The one that’s going to catch people’s eye there obviously is that if you take a long term PPI you’re more likely to die earlier.
Well yes, so this was a big study, an enormous cohort study, that was published earlier this year in BMJ Open, looking at a core of army and military service veterans who’d been taking PPIs for a long time. And the researchers found that for every 500 people taking these drugs for a year there was one extra death that they say would not have otherwise occurred. Now there’s big problems with this kind of study, I absolutely think it’s important that we should pay attention to it but what we don’t know is why people were being prescribed them. Were they being prescribed them because they were already ill with another disorder that was then going to cause their demise or were these tablets somehow leading to their death? That’s what we don’t know and we don’t have a study that tells us that we can reduce death rates if we take people off them or if we don’t prescribe them, that’s the problem.

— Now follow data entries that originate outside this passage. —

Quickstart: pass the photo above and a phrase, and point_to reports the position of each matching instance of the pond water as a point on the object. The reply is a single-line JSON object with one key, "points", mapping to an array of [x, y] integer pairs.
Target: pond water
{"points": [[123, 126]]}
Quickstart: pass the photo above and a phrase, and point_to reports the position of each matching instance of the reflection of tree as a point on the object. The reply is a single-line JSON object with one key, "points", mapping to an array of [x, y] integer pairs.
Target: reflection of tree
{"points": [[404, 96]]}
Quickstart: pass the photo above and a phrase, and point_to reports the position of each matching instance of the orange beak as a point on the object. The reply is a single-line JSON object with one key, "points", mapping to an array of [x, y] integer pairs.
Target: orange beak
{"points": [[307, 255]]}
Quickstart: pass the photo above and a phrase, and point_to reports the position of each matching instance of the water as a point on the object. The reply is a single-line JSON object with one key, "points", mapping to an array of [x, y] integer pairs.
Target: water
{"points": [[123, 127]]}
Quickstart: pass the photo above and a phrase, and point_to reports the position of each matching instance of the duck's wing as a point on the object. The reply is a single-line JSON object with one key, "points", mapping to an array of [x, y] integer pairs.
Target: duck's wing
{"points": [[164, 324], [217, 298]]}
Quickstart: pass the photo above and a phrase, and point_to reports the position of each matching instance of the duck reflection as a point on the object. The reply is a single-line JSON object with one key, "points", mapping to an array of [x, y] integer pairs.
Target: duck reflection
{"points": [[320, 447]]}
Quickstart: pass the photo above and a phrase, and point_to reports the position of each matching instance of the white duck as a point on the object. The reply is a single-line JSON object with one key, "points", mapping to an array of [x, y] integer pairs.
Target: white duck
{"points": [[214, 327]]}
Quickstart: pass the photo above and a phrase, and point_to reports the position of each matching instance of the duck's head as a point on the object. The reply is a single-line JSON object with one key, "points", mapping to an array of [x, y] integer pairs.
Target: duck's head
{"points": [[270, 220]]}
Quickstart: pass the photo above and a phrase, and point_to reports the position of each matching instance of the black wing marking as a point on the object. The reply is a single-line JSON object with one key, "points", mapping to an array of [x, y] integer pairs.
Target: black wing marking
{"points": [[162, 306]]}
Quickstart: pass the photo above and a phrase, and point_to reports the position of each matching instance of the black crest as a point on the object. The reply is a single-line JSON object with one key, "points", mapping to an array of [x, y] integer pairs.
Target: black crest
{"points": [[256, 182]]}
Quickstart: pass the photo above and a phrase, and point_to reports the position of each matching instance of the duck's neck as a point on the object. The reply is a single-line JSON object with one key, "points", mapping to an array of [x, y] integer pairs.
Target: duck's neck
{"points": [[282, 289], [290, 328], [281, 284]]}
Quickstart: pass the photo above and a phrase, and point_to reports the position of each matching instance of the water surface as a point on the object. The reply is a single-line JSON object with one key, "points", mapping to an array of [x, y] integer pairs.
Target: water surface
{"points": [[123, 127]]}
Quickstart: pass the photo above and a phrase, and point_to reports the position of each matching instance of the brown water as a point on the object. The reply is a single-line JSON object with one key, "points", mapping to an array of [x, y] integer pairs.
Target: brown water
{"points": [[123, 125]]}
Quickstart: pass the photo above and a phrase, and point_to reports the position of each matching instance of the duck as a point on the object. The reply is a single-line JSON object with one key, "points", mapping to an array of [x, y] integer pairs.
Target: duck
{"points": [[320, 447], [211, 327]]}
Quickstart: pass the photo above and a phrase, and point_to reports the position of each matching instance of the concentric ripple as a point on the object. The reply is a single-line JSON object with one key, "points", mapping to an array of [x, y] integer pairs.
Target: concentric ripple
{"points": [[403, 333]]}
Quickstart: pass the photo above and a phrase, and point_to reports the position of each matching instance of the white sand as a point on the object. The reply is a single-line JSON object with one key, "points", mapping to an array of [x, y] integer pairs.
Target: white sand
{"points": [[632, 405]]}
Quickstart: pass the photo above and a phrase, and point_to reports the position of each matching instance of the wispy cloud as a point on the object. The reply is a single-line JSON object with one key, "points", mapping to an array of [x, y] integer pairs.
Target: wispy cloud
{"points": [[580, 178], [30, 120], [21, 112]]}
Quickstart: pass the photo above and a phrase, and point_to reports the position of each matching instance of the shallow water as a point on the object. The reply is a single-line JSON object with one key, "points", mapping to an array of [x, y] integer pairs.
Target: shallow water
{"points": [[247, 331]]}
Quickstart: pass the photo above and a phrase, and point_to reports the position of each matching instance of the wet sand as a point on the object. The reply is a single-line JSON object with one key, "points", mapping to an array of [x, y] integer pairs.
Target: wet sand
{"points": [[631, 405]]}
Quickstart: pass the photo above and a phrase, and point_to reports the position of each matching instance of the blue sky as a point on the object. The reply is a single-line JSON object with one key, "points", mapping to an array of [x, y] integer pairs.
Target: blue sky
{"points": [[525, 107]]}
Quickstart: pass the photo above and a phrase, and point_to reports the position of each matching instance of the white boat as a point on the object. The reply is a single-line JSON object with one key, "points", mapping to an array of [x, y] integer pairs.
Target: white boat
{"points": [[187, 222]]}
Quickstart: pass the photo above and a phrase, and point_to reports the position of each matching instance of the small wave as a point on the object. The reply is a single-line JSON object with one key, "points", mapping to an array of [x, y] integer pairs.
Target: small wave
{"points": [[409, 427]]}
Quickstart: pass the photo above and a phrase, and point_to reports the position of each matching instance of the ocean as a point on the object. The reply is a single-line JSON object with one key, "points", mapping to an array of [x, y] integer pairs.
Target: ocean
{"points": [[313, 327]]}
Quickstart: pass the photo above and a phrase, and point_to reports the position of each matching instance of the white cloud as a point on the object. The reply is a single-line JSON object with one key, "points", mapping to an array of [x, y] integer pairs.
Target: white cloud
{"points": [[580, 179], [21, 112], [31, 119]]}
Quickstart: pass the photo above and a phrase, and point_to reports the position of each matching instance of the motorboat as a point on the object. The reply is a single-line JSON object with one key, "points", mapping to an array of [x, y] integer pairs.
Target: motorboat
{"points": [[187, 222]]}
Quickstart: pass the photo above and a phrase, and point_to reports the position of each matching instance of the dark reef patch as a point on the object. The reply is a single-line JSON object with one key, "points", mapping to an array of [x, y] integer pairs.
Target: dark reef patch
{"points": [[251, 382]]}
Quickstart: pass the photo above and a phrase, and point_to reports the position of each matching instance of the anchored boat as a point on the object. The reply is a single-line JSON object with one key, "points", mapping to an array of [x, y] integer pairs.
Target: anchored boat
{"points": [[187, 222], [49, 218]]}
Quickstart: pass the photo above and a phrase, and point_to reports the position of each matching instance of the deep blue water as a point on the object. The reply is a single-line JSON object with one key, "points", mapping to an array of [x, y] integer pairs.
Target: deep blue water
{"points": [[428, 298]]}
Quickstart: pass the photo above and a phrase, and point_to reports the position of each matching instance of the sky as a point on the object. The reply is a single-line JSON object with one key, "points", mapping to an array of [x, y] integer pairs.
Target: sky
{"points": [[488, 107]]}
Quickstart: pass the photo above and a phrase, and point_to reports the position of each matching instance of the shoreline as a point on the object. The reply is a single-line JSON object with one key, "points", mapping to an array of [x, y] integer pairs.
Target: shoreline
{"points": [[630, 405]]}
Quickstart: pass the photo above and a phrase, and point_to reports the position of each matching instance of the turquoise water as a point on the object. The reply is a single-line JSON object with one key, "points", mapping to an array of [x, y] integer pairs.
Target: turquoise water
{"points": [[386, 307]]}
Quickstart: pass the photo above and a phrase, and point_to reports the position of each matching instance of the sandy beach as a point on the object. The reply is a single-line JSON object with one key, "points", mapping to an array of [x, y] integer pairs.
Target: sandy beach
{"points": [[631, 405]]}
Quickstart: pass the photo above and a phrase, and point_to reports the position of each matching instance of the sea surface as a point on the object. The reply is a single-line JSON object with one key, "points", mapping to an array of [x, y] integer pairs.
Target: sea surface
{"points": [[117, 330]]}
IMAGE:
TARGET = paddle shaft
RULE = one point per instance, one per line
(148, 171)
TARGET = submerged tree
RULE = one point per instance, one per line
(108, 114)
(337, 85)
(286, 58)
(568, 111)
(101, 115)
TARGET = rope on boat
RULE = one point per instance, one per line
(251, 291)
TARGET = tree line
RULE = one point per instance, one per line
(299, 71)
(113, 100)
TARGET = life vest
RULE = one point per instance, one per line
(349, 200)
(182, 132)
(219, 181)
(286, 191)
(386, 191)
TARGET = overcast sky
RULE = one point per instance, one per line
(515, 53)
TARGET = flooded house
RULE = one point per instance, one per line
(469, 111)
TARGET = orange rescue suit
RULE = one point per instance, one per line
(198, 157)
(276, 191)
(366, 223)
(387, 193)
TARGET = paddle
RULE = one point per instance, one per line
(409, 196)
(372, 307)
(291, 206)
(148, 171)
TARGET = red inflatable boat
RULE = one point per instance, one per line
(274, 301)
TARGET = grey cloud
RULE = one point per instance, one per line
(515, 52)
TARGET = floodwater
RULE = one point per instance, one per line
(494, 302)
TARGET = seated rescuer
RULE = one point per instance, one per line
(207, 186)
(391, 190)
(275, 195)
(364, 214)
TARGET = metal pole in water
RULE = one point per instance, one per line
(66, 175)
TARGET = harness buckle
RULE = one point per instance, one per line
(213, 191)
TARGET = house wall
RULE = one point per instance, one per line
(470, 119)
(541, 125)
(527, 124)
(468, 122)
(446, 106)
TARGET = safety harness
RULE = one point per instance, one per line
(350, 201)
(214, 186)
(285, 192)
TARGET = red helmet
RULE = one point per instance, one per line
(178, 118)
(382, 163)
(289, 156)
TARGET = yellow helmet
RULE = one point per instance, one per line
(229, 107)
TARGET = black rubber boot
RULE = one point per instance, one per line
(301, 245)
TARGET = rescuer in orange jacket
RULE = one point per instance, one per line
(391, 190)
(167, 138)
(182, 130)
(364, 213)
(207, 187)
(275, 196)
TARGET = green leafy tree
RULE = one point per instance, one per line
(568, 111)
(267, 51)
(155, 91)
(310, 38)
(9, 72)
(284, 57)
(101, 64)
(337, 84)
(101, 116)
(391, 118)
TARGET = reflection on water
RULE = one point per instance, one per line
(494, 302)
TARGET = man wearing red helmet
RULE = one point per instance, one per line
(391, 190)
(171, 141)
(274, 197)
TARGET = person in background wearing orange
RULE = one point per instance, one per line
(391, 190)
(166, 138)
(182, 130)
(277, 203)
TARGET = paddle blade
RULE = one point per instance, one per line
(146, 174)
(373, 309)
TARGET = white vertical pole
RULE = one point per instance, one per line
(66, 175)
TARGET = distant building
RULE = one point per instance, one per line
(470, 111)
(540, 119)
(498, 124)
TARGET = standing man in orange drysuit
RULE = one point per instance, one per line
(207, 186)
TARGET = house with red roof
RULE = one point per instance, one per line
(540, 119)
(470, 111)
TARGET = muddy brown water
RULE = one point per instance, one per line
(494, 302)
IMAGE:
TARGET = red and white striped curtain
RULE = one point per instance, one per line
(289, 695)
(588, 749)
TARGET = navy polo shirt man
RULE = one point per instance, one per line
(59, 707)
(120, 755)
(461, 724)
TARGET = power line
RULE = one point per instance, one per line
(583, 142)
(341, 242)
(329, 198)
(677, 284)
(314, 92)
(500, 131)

Because is there a plausible mechanism to explain why there might be these associations? You can imagine with things like clostridium difficile – C. diff – that we’re affecting the acidity in the gut and that might have an impact on the bacteria that live there for instance. But people dying early, non-specifically, seems odd.
Well the cause hasn’t been established, nobody really knows. One theory is that it may change the chemical balances in your body, particularly magnesium, which we need for our hearts and for our lungs and for our brains, so it could be something like that. But the bottom line is we just don’t know. And what’s really important to note is that these big cohort studies tell us there’s an association, it tells us there’s a link but it doesn’t tell us what is cause and what is effect.